Redirecting TGF- β Signaling through the β -Catenin/Foxo Complex Prevents Kidney Fibrosis.

TGF- β is a key profibrotic factor, but targeting TGF- β to prevent fibrosis also abolishes its protective anti-inflammatory effects. Here, we investigated the hypothesis that we can redirect TGF- β signaling by preventing downstream profibrotic interaction of β -catenin with T cell factor (TCF), thereby enhancing the interaction of β -catenin with Foxo, a transcription factor that controls differentiation of TGF- β induced regulatory T cells (iTregs), and thus, enhance anti-inflammatory effects of TGF- β In iTregs derived from EL4 T cells treated with recombinant human TGF- β 1 (rhTGF- β 1) in vitro , inhibition of β -catenin/TCF transcription with ICG-001 increased Foxp3 expression, interaction of β -catenin and Foxo1, binding of Foxo1 to the Foxp3 promoter, and Foxo transcriptional activity. Moreover, the level of β -catenin expression positively correlated with the level of Foxo1 binding to the Foxp3 promoter and Foxo transcriptional activity. T cell fate mapping in Foxp3gfp Ly5.1/5.2 mice revealed that coadministration of rhTGF- β 1 and ICG-001 further enhanced the expansion of iTregs and natural Tregs observed with rhTGF- β 1 treatment alone.
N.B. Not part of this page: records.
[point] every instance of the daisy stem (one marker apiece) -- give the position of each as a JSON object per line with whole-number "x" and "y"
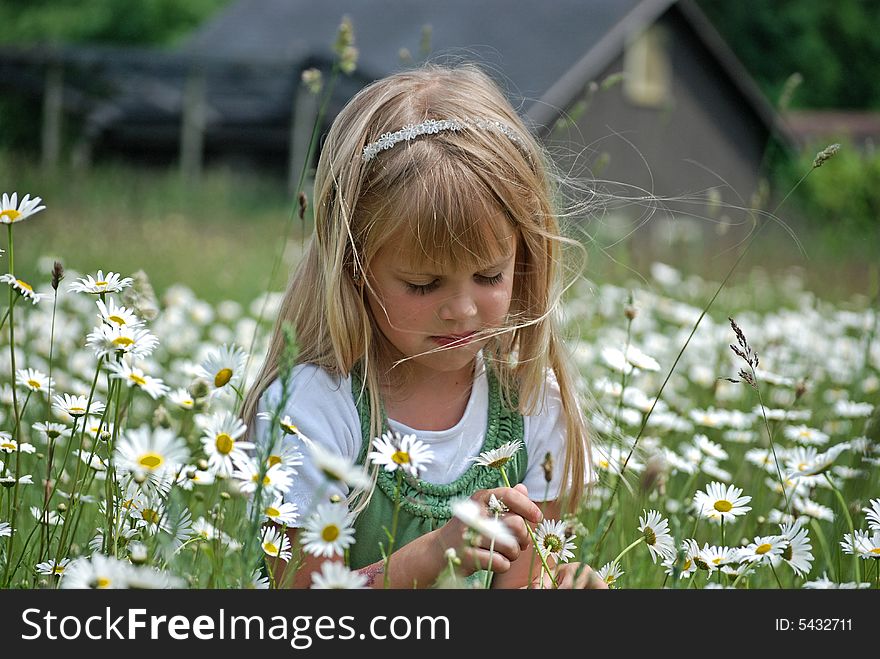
{"x": 625, "y": 551}
{"x": 852, "y": 531}
{"x": 775, "y": 574}
{"x": 12, "y": 503}
{"x": 772, "y": 446}
{"x": 387, "y": 577}
{"x": 820, "y": 536}
{"x": 532, "y": 536}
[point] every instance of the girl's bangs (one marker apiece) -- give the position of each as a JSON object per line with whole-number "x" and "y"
{"x": 453, "y": 219}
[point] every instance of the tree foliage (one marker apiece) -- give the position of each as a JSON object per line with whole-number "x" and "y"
{"x": 119, "y": 22}
{"x": 832, "y": 44}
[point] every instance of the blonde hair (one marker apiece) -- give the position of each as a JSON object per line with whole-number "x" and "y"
{"x": 439, "y": 192}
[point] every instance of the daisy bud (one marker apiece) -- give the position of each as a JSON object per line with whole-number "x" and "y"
{"x": 57, "y": 274}
{"x": 138, "y": 553}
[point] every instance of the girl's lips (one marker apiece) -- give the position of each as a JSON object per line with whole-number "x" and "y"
{"x": 450, "y": 339}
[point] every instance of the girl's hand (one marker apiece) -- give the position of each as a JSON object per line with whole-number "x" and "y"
{"x": 572, "y": 576}
{"x": 477, "y": 557}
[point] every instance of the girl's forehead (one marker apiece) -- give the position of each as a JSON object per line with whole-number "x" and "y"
{"x": 477, "y": 244}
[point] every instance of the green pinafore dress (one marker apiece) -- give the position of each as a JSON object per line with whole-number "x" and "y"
{"x": 426, "y": 506}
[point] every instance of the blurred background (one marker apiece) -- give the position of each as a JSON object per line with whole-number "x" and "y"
{"x": 174, "y": 136}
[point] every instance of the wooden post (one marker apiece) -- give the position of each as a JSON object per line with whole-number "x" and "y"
{"x": 304, "y": 111}
{"x": 192, "y": 128}
{"x": 52, "y": 115}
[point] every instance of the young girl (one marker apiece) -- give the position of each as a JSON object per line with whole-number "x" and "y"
{"x": 426, "y": 305}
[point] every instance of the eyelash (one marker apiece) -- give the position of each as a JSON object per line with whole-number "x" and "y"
{"x": 424, "y": 289}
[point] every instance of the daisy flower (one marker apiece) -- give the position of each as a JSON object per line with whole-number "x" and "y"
{"x": 329, "y": 531}
{"x": 156, "y": 454}
{"x": 335, "y": 576}
{"x": 12, "y": 211}
{"x": 655, "y": 530}
{"x": 111, "y": 283}
{"x": 407, "y": 453}
{"x": 182, "y": 398}
{"x": 224, "y": 367}
{"x": 96, "y": 572}
{"x": 115, "y": 340}
{"x": 283, "y": 514}
{"x": 720, "y": 502}
{"x": 276, "y": 480}
{"x": 873, "y": 514}
{"x": 51, "y": 431}
{"x": 469, "y": 512}
{"x": 805, "y": 435}
{"x": 24, "y": 289}
{"x": 691, "y": 551}
{"x": 33, "y": 380}
{"x": 50, "y": 567}
{"x": 552, "y": 541}
{"x": 154, "y": 387}
{"x": 796, "y": 551}
{"x": 764, "y": 548}
{"x": 335, "y": 468}
{"x": 862, "y": 543}
{"x": 498, "y": 457}
{"x": 274, "y": 544}
{"x": 112, "y": 314}
{"x": 222, "y": 444}
{"x": 610, "y": 573}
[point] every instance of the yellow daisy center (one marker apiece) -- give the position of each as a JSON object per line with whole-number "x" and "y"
{"x": 151, "y": 460}
{"x": 224, "y": 375}
{"x": 723, "y": 506}
{"x": 552, "y": 542}
{"x": 224, "y": 443}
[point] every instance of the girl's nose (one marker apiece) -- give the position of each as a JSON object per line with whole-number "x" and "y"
{"x": 458, "y": 307}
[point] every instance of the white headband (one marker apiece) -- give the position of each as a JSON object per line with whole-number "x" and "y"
{"x": 433, "y": 126}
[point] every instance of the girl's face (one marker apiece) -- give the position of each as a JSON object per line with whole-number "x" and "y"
{"x": 431, "y": 313}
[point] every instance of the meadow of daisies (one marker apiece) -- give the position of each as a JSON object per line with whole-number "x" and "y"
{"x": 124, "y": 463}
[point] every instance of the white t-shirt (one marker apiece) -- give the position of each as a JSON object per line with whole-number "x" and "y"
{"x": 323, "y": 408}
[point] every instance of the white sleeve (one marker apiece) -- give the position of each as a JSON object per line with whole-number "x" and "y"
{"x": 544, "y": 433}
{"x": 322, "y": 407}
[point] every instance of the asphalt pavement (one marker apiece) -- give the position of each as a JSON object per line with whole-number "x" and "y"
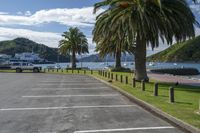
{"x": 50, "y": 103}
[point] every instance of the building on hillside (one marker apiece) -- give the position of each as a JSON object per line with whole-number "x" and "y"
{"x": 4, "y": 58}
{"x": 29, "y": 57}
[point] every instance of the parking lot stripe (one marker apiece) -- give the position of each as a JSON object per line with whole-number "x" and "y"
{"x": 72, "y": 107}
{"x": 70, "y": 83}
{"x": 124, "y": 129}
{"x": 65, "y": 88}
{"x": 57, "y": 96}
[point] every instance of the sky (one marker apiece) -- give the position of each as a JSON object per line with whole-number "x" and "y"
{"x": 43, "y": 21}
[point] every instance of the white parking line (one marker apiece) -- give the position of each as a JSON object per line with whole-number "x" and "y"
{"x": 70, "y": 84}
{"x": 124, "y": 129}
{"x": 55, "y": 96}
{"x": 72, "y": 107}
{"x": 65, "y": 88}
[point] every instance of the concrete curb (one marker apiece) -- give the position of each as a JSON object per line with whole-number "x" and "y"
{"x": 155, "y": 111}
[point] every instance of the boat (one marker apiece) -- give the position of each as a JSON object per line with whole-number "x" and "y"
{"x": 151, "y": 64}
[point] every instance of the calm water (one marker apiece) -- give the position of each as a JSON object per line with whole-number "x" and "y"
{"x": 101, "y": 65}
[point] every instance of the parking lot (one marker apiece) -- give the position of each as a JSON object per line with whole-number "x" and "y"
{"x": 47, "y": 103}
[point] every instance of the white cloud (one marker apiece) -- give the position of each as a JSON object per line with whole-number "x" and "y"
{"x": 70, "y": 17}
{"x": 3, "y": 13}
{"x": 19, "y": 13}
{"x": 27, "y": 13}
{"x": 48, "y": 38}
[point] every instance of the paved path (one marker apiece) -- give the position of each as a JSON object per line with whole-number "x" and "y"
{"x": 44, "y": 103}
{"x": 173, "y": 79}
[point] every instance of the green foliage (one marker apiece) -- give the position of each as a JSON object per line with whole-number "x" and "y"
{"x": 20, "y": 45}
{"x": 181, "y": 52}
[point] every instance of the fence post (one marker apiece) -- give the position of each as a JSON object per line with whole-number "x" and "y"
{"x": 91, "y": 71}
{"x": 126, "y": 80}
{"x": 133, "y": 83}
{"x": 108, "y": 74}
{"x": 156, "y": 89}
{"x": 84, "y": 71}
{"x": 121, "y": 78}
{"x": 171, "y": 94}
{"x": 143, "y": 85}
{"x": 112, "y": 76}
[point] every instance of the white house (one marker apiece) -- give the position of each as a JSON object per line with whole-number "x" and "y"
{"x": 28, "y": 56}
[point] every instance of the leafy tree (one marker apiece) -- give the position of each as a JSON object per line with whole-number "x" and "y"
{"x": 144, "y": 22}
{"x": 113, "y": 46}
{"x": 74, "y": 42}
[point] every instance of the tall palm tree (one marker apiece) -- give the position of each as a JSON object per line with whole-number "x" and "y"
{"x": 144, "y": 22}
{"x": 113, "y": 46}
{"x": 74, "y": 42}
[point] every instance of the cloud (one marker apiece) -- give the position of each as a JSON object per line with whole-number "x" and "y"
{"x": 65, "y": 16}
{"x": 3, "y": 13}
{"x": 27, "y": 13}
{"x": 50, "y": 39}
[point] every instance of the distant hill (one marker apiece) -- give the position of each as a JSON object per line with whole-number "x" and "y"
{"x": 188, "y": 51}
{"x": 20, "y": 45}
{"x": 96, "y": 58}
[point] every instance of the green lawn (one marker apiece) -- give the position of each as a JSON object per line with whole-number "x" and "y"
{"x": 186, "y": 97}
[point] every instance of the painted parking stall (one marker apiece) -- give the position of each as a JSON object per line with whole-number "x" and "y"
{"x": 71, "y": 104}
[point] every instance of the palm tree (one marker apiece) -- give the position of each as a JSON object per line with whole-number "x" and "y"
{"x": 74, "y": 42}
{"x": 114, "y": 47}
{"x": 144, "y": 22}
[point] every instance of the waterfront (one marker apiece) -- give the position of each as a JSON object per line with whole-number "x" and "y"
{"x": 102, "y": 65}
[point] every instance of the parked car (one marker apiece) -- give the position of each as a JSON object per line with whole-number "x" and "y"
{"x": 21, "y": 66}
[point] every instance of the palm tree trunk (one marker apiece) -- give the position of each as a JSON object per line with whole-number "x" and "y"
{"x": 140, "y": 61}
{"x": 118, "y": 59}
{"x": 73, "y": 59}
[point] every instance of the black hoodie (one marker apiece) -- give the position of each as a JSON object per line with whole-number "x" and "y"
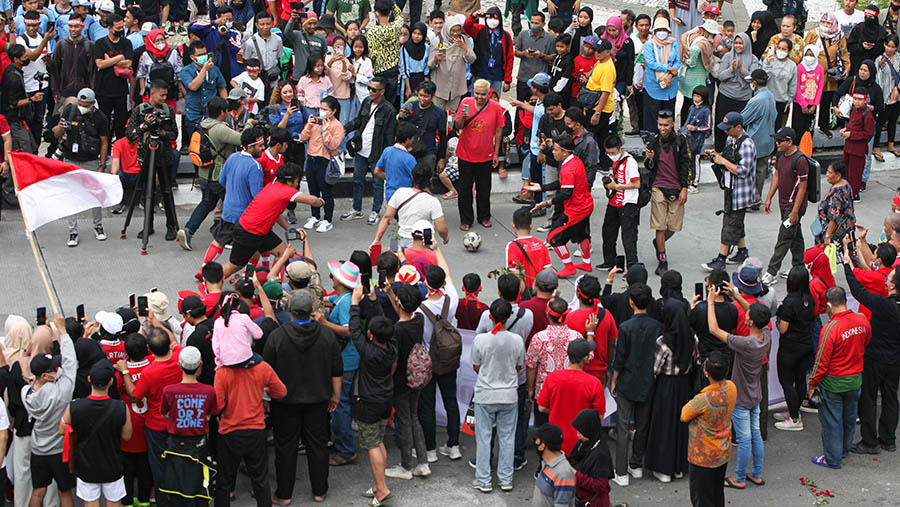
{"x": 306, "y": 358}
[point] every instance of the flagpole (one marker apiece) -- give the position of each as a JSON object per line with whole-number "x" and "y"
{"x": 30, "y": 234}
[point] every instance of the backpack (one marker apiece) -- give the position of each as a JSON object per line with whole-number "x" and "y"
{"x": 446, "y": 342}
{"x": 418, "y": 367}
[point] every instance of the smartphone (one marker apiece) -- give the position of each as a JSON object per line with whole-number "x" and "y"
{"x": 142, "y": 306}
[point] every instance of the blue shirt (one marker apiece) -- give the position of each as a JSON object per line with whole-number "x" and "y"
{"x": 195, "y": 101}
{"x": 340, "y": 315}
{"x": 397, "y": 164}
{"x": 242, "y": 178}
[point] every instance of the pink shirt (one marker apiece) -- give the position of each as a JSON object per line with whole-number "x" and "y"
{"x": 231, "y": 343}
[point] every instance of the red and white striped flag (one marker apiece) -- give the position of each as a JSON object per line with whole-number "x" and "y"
{"x": 49, "y": 189}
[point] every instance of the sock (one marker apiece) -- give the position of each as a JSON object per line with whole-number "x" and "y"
{"x": 563, "y": 254}
{"x": 212, "y": 253}
{"x": 585, "y": 247}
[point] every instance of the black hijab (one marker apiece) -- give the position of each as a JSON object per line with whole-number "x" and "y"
{"x": 591, "y": 457}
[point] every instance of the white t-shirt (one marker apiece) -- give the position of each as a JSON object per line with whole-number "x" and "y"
{"x": 29, "y": 71}
{"x": 421, "y": 207}
{"x": 255, "y": 89}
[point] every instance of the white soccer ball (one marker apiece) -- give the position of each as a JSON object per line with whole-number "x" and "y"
{"x": 472, "y": 241}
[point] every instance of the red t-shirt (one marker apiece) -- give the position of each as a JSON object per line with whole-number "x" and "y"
{"x": 127, "y": 155}
{"x": 572, "y": 175}
{"x": 154, "y": 379}
{"x": 137, "y": 407}
{"x": 567, "y": 392}
{"x": 476, "y": 141}
{"x": 537, "y": 254}
{"x": 270, "y": 166}
{"x": 188, "y": 407}
{"x": 266, "y": 207}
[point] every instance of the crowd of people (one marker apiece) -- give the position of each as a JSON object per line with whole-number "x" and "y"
{"x": 146, "y": 402}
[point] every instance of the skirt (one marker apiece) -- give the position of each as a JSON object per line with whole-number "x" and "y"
{"x": 668, "y": 436}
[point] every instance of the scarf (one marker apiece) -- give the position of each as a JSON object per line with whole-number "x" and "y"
{"x": 619, "y": 40}
{"x": 416, "y": 51}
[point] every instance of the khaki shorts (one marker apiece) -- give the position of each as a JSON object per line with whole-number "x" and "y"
{"x": 665, "y": 214}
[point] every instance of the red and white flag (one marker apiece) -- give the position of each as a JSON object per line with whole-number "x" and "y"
{"x": 49, "y": 189}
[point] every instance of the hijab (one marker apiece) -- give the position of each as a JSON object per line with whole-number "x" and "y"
{"x": 617, "y": 41}
{"x": 768, "y": 29}
{"x": 591, "y": 457}
{"x": 416, "y": 51}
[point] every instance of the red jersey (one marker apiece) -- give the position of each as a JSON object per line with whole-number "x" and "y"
{"x": 270, "y": 166}
{"x": 572, "y": 175}
{"x": 264, "y": 210}
{"x": 536, "y": 260}
{"x": 137, "y": 406}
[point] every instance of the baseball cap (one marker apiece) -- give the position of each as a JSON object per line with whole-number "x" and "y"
{"x": 190, "y": 358}
{"x": 731, "y": 119}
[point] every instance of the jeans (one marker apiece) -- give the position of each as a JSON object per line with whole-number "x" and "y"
{"x": 342, "y": 418}
{"x": 361, "y": 166}
{"x": 883, "y": 377}
{"x": 749, "y": 441}
{"x": 447, "y": 383}
{"x": 408, "y": 429}
{"x": 315, "y": 178}
{"x": 837, "y": 414}
{"x": 504, "y": 416}
{"x": 211, "y": 193}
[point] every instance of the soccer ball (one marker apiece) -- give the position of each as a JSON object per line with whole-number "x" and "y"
{"x": 472, "y": 241}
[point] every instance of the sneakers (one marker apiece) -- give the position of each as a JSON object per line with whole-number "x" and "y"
{"x": 398, "y": 472}
{"x": 351, "y": 215}
{"x": 790, "y": 424}
{"x": 184, "y": 239}
{"x": 311, "y": 223}
{"x": 621, "y": 480}
{"x": 451, "y": 452}
{"x": 422, "y": 470}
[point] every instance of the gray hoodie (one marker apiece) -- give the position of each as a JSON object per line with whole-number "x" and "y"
{"x": 46, "y": 406}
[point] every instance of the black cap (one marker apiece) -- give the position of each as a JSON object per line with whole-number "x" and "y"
{"x": 43, "y": 363}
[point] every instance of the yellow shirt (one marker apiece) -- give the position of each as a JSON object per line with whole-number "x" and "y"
{"x": 603, "y": 79}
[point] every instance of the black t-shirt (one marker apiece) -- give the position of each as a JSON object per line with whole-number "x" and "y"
{"x": 799, "y": 315}
{"x": 99, "y": 458}
{"x": 726, "y": 316}
{"x": 106, "y": 83}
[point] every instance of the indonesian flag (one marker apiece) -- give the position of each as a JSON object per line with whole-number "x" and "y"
{"x": 49, "y": 189}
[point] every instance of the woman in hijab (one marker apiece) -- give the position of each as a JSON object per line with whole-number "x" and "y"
{"x": 591, "y": 460}
{"x": 734, "y": 89}
{"x": 866, "y": 40}
{"x": 833, "y": 54}
{"x": 448, "y": 63}
{"x": 762, "y": 28}
{"x": 676, "y": 355}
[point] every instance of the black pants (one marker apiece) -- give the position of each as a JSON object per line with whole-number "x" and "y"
{"x": 626, "y": 217}
{"x": 725, "y": 105}
{"x": 479, "y": 174}
{"x": 249, "y": 445}
{"x": 116, "y": 110}
{"x": 290, "y": 423}
{"x": 878, "y": 376}
{"x": 136, "y": 467}
{"x": 707, "y": 486}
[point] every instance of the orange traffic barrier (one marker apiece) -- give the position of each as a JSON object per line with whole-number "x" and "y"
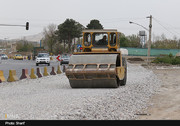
{"x": 32, "y": 75}
{"x": 12, "y": 76}
{"x": 53, "y": 71}
{"x": 45, "y": 72}
{"x": 24, "y": 74}
{"x": 59, "y": 70}
{"x": 39, "y": 74}
{"x": 2, "y": 78}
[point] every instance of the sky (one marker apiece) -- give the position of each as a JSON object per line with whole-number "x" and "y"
{"x": 112, "y": 14}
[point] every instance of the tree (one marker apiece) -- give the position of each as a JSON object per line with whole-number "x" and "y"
{"x": 94, "y": 24}
{"x": 50, "y": 36}
{"x": 69, "y": 30}
{"x": 24, "y": 46}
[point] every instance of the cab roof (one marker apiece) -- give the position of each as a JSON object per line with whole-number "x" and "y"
{"x": 100, "y": 30}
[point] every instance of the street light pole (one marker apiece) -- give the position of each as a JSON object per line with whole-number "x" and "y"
{"x": 150, "y": 34}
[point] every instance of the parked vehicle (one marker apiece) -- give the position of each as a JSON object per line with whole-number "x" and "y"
{"x": 4, "y": 56}
{"x": 64, "y": 59}
{"x": 43, "y": 58}
{"x": 18, "y": 57}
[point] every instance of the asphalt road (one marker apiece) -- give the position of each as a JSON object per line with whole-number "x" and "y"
{"x": 18, "y": 65}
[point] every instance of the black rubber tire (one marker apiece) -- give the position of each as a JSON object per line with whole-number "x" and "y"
{"x": 123, "y": 82}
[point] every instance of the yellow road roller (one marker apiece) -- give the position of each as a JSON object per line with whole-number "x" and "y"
{"x": 100, "y": 63}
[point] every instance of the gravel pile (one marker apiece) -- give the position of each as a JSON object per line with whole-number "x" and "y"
{"x": 51, "y": 98}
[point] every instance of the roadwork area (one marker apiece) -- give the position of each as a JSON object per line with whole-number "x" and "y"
{"x": 166, "y": 103}
{"x": 52, "y": 98}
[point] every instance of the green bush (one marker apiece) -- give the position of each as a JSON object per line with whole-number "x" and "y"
{"x": 170, "y": 59}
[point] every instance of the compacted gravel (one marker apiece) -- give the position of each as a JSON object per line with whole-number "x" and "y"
{"x": 52, "y": 98}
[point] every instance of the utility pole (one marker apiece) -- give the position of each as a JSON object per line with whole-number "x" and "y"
{"x": 150, "y": 34}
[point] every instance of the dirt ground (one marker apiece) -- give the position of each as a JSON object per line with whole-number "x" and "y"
{"x": 166, "y": 103}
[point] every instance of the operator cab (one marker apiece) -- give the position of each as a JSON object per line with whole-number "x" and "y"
{"x": 94, "y": 39}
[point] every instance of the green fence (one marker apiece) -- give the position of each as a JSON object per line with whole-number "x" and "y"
{"x": 154, "y": 52}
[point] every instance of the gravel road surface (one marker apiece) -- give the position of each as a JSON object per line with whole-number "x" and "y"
{"x": 52, "y": 98}
{"x": 18, "y": 65}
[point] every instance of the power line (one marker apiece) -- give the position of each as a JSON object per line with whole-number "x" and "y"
{"x": 157, "y": 21}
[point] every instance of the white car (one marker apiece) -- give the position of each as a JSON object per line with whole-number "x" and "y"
{"x": 43, "y": 58}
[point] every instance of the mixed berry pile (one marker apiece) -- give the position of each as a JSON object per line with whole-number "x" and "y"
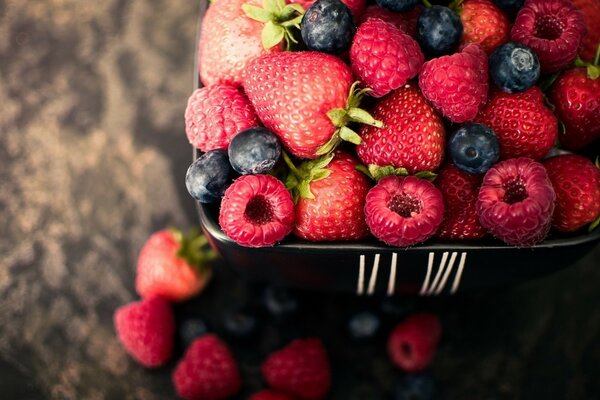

Coadministration of rhTGF- β 1 with ICG-001 also increased the number of Tregs and reduced inflammation and fibrosis in the kidney fibrosis models of unilateral ureteric obstruction and ischemia-reperfusion injury. Notably, ICG-001 prevented the fibrosis in distant organs (lung and liver) caused by rhTGF- β 1. Together, our results show that diversion of β -catenin from TCF- to Foxo-mediated transcription inhibits the β -catenin/TCF-mediated profibrotic effects of TGF- β while enhancing the β -catenin/Foxo-mediated anti-inflammatory effects. Targeting β -catenin/Foxo may be a novel therapeutic strategy in the treatment of fibrotic diseases that lead to organ failure.